メノッティ ボクシングでも、そうでしょう。ボクサーが、右から打とうと構えて、いつも右から打っていたら、必ず相手はブロックします。右で打つようにみせて、左を打ったり、右を連打したりしなければ、相手は驚きません。 

牛木 本当に、日本サッカーにとっては耳の痛い指摘だ。

メノッティ 「勝とう、勝とう、勝とう(ガナール! ガナール! ガナール!)」では結局勝てません。試合の前に監督が「勝たなくてはいけない。敵のゴールはあっちだ。それ!得点しろ」とけしかけたところで、どうしようもありませんよ。ゆっくりすること、つまりプレーすることで、相手の注意を散らし、こちらは考える時間を持つことができるのです。

牛木 日本人は思いつめる国民性でしてね。ぼくは、2、3日前から、メノッティに会ったら何を聞こうかと、そればかり考えていた(笑い)。 

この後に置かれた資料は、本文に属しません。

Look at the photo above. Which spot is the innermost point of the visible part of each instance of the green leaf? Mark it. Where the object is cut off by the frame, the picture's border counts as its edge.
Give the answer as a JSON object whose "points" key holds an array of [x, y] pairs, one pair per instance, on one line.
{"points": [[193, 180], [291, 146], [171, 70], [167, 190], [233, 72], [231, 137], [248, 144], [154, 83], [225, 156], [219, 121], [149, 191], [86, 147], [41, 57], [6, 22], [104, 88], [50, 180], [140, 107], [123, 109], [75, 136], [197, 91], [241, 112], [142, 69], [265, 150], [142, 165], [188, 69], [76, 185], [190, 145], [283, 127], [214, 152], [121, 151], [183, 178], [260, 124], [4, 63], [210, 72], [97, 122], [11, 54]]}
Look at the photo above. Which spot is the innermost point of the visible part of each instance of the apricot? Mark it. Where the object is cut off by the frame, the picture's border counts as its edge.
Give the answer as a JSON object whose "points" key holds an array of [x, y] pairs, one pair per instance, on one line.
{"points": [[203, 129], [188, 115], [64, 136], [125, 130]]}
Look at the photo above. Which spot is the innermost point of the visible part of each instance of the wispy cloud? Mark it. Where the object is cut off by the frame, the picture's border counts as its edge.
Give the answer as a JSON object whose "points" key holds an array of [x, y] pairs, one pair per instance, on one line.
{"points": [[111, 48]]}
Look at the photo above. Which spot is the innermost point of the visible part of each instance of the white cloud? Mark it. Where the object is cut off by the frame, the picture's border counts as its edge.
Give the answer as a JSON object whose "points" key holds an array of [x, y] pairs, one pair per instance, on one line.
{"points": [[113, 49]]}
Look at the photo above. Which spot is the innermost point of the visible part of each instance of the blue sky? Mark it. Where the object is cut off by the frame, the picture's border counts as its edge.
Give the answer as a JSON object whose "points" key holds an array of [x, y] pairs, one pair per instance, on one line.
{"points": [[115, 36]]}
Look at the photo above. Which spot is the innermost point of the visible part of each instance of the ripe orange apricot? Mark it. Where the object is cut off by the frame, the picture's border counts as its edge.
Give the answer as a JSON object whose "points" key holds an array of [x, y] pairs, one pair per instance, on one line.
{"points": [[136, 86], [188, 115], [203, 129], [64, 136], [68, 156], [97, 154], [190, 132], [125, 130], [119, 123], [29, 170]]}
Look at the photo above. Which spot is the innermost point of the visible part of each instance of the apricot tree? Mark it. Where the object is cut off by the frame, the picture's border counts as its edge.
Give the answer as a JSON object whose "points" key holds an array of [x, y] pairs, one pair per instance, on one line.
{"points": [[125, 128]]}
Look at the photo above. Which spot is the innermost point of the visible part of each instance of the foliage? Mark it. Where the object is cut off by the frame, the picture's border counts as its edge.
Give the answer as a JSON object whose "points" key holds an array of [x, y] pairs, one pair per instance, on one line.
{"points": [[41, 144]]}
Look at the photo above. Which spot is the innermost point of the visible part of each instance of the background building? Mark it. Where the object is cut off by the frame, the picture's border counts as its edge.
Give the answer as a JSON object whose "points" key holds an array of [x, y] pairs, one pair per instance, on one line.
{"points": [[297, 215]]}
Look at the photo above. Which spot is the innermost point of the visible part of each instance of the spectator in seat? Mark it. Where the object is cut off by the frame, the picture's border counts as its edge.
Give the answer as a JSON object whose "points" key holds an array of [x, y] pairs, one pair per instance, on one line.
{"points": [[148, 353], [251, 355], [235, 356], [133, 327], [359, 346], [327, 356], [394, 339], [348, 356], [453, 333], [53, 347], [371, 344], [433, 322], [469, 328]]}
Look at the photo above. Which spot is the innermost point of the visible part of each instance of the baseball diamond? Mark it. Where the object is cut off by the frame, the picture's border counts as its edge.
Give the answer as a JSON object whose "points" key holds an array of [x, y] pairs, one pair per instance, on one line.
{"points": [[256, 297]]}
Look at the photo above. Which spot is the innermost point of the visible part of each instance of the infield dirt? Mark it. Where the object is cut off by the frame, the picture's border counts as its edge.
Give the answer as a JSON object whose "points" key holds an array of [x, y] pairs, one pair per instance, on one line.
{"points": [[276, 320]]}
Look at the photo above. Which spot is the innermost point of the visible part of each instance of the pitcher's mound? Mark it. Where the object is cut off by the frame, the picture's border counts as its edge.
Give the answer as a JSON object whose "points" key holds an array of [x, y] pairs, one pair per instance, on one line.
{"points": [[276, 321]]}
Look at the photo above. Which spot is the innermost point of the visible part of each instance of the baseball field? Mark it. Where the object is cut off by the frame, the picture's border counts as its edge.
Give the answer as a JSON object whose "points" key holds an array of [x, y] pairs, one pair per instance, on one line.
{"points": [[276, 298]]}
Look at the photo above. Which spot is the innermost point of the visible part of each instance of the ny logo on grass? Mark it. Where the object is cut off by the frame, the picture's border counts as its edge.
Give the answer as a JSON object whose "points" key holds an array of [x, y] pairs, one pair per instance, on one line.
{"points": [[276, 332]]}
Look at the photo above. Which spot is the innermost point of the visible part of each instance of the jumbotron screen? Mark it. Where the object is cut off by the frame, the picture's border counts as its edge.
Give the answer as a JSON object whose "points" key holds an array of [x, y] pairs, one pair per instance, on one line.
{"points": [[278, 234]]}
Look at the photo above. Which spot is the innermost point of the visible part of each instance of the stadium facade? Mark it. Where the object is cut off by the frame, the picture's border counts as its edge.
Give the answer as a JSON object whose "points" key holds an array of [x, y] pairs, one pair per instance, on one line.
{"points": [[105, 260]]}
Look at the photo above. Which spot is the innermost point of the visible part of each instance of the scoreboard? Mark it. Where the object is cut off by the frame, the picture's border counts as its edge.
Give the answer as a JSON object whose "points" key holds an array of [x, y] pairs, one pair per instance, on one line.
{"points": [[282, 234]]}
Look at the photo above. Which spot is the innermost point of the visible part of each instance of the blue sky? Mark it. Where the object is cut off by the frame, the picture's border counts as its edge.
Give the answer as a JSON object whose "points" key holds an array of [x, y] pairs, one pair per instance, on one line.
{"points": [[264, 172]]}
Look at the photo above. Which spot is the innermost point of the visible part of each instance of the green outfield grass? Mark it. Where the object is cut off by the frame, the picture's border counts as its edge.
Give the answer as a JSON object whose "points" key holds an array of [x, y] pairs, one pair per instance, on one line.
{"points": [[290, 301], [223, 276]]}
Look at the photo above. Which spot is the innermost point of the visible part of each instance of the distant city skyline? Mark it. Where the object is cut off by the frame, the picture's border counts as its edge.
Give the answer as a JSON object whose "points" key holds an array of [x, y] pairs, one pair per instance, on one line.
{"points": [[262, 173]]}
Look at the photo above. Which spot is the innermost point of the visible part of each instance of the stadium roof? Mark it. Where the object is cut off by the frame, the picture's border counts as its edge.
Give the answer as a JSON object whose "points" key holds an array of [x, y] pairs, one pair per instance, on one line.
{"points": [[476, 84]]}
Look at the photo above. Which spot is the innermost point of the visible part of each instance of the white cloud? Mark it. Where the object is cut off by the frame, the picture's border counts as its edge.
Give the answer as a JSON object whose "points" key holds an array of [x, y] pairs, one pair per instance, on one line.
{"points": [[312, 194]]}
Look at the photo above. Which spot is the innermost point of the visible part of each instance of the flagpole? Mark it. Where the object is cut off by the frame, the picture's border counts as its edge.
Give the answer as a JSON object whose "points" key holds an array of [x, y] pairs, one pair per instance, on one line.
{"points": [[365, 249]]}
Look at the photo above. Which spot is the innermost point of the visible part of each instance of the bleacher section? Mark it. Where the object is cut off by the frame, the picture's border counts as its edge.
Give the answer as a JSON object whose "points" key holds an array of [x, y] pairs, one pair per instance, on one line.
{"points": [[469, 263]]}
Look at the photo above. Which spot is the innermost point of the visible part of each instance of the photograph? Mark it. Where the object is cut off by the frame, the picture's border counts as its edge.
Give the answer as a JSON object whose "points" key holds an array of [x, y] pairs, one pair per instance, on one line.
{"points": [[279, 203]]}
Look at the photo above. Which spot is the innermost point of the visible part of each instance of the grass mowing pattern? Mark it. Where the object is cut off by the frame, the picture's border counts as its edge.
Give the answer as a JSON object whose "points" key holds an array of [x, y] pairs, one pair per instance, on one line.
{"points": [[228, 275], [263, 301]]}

メノッティ あまり、同じことを考えていては、そのときになって、うまくいかないんじゃないですか。こうして雑談している中にアイデアが出てくるものですよ。仕事をするためには、もっとほかのことをやらなくちゃいけない。友人としゃべったり、花を見たりして仕事までの時間を過ごすべきですよ。

牛木 それが、なかなかむずかしくてね。 

メノッティ こんな話があるんです。芝居の話なんですが、ある役者が、はじめて大舞台に立つチャンスを与えられた。その役者がしゃべるせりふは、たった一つだった。「ブエナス・タルデス、セニョール(今日は、だんな)」それだけだったんです。そこで彼は舞台にのぼる8時間も前から「ブエナス・タルデス、セニョール」「ブエナス・タルデス、セニョール」と繰り返していた。ところが舞台にあがって、口から出てきたのは「セニョール、ケ・リンダ・タルデ(だんな、なんて、すばらしい午後でしょう)」という言葉だったそうです(笑い)。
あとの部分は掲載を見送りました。